[ZPT] OT (and probably a bit long ;-) HTML Filtering

Chris Withers chrisw@nipltd.com
Wed, 16 May 2001 12:25:37 +0100


Hi :-)

I'm now onto my fourth or fifth mailing list here but I think this is finally
the right list, even if this may seem a bit off topic :-)

I have a python module called Strip-O-Gram
(http://www.zope.org/Members/chrisw/StripOGram) which is supposed to take dodgy
HTML and filter it, closing any open tags, removing JavaScript, etc.

This was originally written for Squishdot (http://www.squishdot.org) but other
people seem to be finding it useful now so I'm trying to make it work like it
should :-)

Anyway, J M Cerqueira Esteves <jmce@artenumerica.com> found some problems with
it and reported them on the Zope list:

> >   html2safehtml ('Roses <b>are</B> red,<br/<blink>QUACK<//blink> violets '
> >                  '<i>are</i> blue',
> >                  valid_tags=['b','i','br'])
> >
> > successfully smuggling a <blink>...</blink> inside the result:
> >
> >        'Roses <b>are</b> red,<br><blink>QUACK</blink> violets <i>are</i> blue'
> >
> > (Notice that the closing '</i>' is now OK again, and that I had to use
> > '<//blink>' in order to get '</blink>'.

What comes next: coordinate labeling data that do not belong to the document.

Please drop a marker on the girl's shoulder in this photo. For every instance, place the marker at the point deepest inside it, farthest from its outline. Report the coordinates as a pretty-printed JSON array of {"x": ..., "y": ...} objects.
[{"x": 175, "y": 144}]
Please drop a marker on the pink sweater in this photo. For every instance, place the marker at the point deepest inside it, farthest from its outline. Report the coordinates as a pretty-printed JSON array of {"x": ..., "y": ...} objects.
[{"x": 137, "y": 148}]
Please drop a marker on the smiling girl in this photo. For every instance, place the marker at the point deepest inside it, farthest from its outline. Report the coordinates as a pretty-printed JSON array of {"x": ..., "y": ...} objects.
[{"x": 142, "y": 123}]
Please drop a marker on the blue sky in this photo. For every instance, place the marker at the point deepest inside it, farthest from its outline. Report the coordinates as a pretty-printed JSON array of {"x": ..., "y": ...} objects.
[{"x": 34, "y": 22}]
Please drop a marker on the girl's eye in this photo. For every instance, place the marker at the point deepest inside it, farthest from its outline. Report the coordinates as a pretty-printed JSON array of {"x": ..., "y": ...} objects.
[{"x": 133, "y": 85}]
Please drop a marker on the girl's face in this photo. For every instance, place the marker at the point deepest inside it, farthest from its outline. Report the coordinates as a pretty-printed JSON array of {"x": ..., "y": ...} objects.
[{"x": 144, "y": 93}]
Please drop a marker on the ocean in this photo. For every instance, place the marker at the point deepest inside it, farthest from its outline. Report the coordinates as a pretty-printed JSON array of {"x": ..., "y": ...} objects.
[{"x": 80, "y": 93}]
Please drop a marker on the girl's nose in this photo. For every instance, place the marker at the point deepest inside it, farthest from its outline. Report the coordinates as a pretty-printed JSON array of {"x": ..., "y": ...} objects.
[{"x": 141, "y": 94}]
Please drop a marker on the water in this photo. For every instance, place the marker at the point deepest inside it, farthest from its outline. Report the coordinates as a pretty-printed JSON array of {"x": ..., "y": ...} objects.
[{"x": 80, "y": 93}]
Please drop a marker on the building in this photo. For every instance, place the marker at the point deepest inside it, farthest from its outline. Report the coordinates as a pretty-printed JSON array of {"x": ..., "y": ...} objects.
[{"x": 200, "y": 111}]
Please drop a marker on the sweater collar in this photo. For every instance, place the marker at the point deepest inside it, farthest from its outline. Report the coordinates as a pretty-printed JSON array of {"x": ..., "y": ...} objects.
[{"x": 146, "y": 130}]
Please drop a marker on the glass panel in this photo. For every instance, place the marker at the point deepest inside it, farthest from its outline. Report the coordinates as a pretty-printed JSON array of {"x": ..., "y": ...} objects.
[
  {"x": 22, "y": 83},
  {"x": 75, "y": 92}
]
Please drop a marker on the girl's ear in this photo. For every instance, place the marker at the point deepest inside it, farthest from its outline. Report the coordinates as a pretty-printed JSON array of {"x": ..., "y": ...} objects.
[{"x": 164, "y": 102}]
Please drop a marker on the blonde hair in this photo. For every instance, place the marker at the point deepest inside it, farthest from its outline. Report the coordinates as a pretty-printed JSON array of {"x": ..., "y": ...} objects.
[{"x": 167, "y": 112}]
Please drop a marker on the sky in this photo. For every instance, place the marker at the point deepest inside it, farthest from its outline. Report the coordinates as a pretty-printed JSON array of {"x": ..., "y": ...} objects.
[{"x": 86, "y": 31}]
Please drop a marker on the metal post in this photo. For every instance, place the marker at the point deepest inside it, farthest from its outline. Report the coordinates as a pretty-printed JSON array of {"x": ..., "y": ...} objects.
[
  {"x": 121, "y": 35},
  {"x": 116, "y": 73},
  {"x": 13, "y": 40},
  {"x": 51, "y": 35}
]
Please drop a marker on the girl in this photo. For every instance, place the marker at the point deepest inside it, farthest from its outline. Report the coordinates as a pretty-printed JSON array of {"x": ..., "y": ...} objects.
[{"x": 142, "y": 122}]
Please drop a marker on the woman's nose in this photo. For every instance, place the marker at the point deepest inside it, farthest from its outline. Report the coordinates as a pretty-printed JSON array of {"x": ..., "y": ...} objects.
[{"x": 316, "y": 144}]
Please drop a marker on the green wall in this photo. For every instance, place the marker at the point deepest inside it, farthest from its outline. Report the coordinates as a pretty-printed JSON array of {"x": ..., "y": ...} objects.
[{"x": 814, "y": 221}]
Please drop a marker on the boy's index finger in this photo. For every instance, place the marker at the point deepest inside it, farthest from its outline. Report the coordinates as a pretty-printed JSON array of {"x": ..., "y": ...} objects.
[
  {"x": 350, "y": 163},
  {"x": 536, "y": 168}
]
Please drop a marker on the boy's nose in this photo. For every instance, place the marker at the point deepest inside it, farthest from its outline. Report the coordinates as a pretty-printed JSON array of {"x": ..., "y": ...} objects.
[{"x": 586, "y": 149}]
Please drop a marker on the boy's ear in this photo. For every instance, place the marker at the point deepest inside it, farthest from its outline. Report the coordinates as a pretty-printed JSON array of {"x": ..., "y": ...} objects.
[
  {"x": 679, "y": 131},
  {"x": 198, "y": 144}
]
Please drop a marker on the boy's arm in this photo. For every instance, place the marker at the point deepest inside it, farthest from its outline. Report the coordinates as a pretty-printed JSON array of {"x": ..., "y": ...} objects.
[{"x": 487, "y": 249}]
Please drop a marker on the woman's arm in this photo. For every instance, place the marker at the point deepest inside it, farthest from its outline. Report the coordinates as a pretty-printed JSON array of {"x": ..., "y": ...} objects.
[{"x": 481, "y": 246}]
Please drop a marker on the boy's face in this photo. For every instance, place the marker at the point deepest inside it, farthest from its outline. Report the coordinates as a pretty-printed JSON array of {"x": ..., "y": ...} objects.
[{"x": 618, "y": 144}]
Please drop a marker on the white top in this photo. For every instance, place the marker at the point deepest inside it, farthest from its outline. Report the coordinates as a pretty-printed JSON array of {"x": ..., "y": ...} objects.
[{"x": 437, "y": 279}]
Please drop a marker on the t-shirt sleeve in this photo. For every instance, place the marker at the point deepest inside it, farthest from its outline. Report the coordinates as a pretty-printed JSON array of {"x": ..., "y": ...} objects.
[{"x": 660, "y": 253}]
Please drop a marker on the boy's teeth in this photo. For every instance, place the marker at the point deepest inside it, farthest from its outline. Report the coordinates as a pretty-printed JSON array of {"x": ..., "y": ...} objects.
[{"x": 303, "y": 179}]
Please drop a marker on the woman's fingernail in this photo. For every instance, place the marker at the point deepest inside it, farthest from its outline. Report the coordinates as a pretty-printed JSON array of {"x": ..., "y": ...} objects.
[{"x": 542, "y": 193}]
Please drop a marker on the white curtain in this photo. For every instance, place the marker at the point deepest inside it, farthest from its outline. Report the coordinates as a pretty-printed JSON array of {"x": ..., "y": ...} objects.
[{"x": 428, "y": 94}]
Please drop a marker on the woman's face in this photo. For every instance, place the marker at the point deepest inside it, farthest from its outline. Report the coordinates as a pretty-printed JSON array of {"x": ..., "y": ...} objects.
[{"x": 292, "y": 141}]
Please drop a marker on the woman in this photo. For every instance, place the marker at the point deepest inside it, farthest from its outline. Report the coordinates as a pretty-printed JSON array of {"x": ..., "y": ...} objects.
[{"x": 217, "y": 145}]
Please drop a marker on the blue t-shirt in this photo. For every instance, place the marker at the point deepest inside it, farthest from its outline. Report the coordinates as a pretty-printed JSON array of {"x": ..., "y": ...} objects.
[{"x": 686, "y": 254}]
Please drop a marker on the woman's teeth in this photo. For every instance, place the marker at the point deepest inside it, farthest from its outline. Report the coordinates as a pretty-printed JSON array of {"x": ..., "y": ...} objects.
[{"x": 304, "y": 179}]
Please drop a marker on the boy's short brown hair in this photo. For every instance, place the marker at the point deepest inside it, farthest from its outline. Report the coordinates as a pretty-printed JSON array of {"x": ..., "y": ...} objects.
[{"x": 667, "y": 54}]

The problem here seems to be with the parser in sgmllib.py:

> When parsing the following HTML: 
> 
> 'Roses <b>are</B> red,<br/>violets <i>are</i> blue' 
> 
> ...with the following class: 
> 
> class HTML2SafeHTML(sgmllib.SGMLParser): 
> 
> def handle_data(self, data): 
>         print "***data***" 
>         print data 
> 
> def unknown_starttag(self, tag, attrs): 
>         print "***start**" 
>         print tag 
>         print (attrs) 
> 
> def unknown_endtag(self, tag): 
>         print "***end**" 
>         print tag 
> 
> I get the following output, which isn't right :-S 
> 
> ***data*** 
> Roses 
> ***start** 
> b 
> [] 
> ***data*** 
> are 
> ***end** 
> b 
> ***data*** 
> red, 
> ***start** 
> br 
> [] 
> ***data*** 
> >violets <i>are< 
> ***end** 
> br 
> ***data*** 
> i> blue 

(sorry for that being so long...)

Anyway, Ethan pointed out that you guys have probably got quite good at this
sort of thing while developing ZPT...

So, how should I be approaching this problem?

many thanks for any help,

Chris